A Black woman on the ticket could help increase voter turnout in Michigan, Wisconsin, and Georgia, where depressed Black voter turnout hurt Democrats in 2016, while a Latina could help drive Democrats to the polls in the battlegrounds of Arizona, Florida, and Wisconsin, pollsters said.

Barack Obama won the White House with a coalition of white working-class voters and people of color. The irony hasn’t been lost on some that Obama picked Biden as running mate to expand his appeal to white working-class voters.

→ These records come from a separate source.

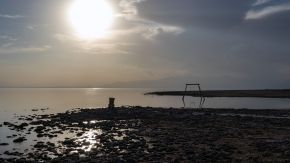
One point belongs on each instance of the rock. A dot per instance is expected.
(19, 140)
(3, 144)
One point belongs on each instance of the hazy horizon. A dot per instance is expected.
(226, 44)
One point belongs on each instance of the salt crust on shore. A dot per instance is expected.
(145, 134)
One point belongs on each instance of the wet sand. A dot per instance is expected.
(145, 134)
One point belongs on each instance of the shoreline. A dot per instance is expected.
(263, 93)
(147, 134)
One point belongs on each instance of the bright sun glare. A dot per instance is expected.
(91, 18)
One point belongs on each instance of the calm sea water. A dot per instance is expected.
(22, 101)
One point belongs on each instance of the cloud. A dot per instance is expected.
(267, 11)
(129, 9)
(31, 49)
(261, 2)
(147, 28)
(11, 16)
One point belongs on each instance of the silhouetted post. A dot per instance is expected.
(111, 103)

This time, Biden is looking for someone who can help with the other part of that coalition.

“Being bold and picking a woman of color would herald that he hasn’t forgotten why Barack Obama won his election,” said Domingo Garcia, president of the Latino political advocacy organization League of United Latin American Citizens. It would be a mistake, Garcia added, for Biden to make a safe pick like Clinton did with Virginia Senator Tim Kaine. Democrats billed him as a popular choice to draw Latinos because he spoke Spanish.

“Nice guy, but I don’t think anyone voted for Hillary because of him,” Garcia said.

Democratic political strategist Angela Rye said Biden choosing a Black woman would be “an easy first step but only the first step.”

“What many of us are saying is, ‘We bet on you, now it is time for you to bet on us,’ ” said Rye, who along with Brown and other leading Black activists penned an open letter to Biden in May with advice on how to show his commitment to Black voters. “Reinvest in us, in the same way we have reinvested [in the Democratic Party] for decades without any return in that investment.”